The hosting of the Philadelphia Museum of Art-designed exhibition (part one of the show, titled “The Essential Duchamp”) at the Tokyo National Museum, rather than, say, The National Art Center, Tokyo, Museum of Modern Art or the Mori Art Museum, is a first-rate idea. Amid the precious antiquities that embody the spiritual, mythical and prehistorical side of Japan, Duchamp’s interest in connecting art and life is brilliantly brought to the fore. The exhibition is also beautifully set out: Using color, spacing and archways decorated with photography of the artist, visitors are guided though his life as a narrative of opening gambits, development and endgame, echoing Duchamp’s love of chess.

However well-designed, attempting to persuade the museum’s regulars, the lovers of traditional arts and crafts, of the value of Duchamp’s infamous 1917 “Fountain,” a store-bought ceramic urinal, is obviously asking for trouble. Duchamp the provocateur would have probably relished this choice of venue, a place where he can cause the most disruption, but the Tokyo National Museum has taken pity on its regular demographic with the supplementary exhibition titled “Rediscovering Japan Through Duchamp.”

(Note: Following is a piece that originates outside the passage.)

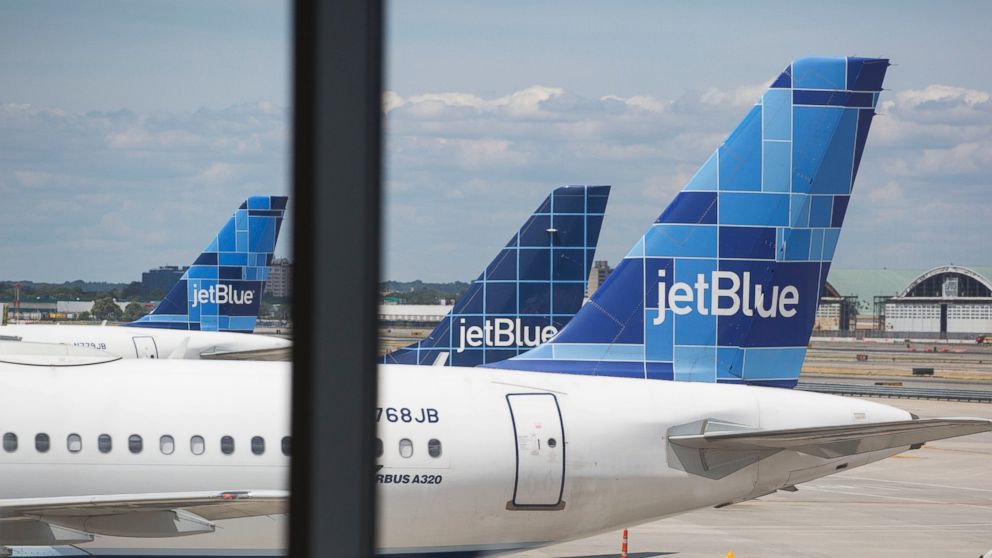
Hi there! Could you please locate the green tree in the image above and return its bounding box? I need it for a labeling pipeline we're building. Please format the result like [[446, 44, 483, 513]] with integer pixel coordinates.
[[90, 296, 124, 322], [124, 302, 148, 322]]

In this small assembly of Japanese pieces, a case is made for considering parallels between certain aspects of Duchamp’s modern radicalism and traditional Japanese visual culture.

Where Duchamp experimented with text as visual form, for example, we are presented with an example of waka poetry on a 17th-century screen painting by Tawaraya Sotatsu. The idea of a humble domestic object being a readymade work of art is compared with 16th-century tea master Sen no Rikyu’s preference for simple things that lacked adornment and not necessarily showcases of skilled craftsmanship. The legitimacy of copying in Japanese art is demonstrated with a 15th-century painting on silk of Shoulao, the god of longevity, attributed to Sesshu Toyo, displayed next to a 19th-century ink painting of the same character by Hashimoto Gaho, who clearly copied the face of Shoulao from Sesshu’s earlier work.

“Rediscovering Japan through Duchamp” was primarily organized by the Tokyo National Museum, and in an interview, Timothy Rub, CEO and director of the Philadelphia Museum of Art, considered that “the goal of the show is to make the point that Duchamp isn’t sui generis, that he comes out of a number of art historical traditions and embraces certain ideas that exist not simply in European art, or art of the early 20th century.”

Rub added that: “The importance of chance, the blurring of boundaries of making art and writing, different modes of making meaning … these have analogs and corollary expressions in many different times and cultures, certainly not only in Japan. The use of chance or the readymade object in Japanese art is profoundly different in many ways than what Duchamp made of it, but they are a corollary.”

The possible insights of the ancillary exhibition may be helpful in reframing Duchamp’s work for a museum-going public whose normal fare is domestic and votive objects, sanctified by antiquity and scholarship. However, it is problematic if one considers context. The introductory text panel for “Rediscovering Japan Through Duchamp” begins with the words “Since ancient times …” and while the Philadelphia Museum of Art exhibition suggests that an appreciation of Duchamp’s artistic innovations can best be achieved through a focus on his inventiveness and development of creative thinking over time, combined with an understanding of what he was pushing against, this is very different from making an appeal to tradition.

This issue aside, “Marcel Duchamp and Japanese Art” is a landmark event. It may seem a paradox to expressly go to a museum to see ordinary objects that became iconic for attacking the status of the “unique” work of art, but Duchamp’s infamous bottle rack, bicycle wheel and urinal are placed among many exhibits that testify to the artist’s intelligence and keen eye for form.

It does not excuse the now-dated antics of Banksy or the art market’s commodification of heterodoxy, but does confirm that Duchamp declared a new kind of creative freedom that subsequent generations of artists are still grasping at.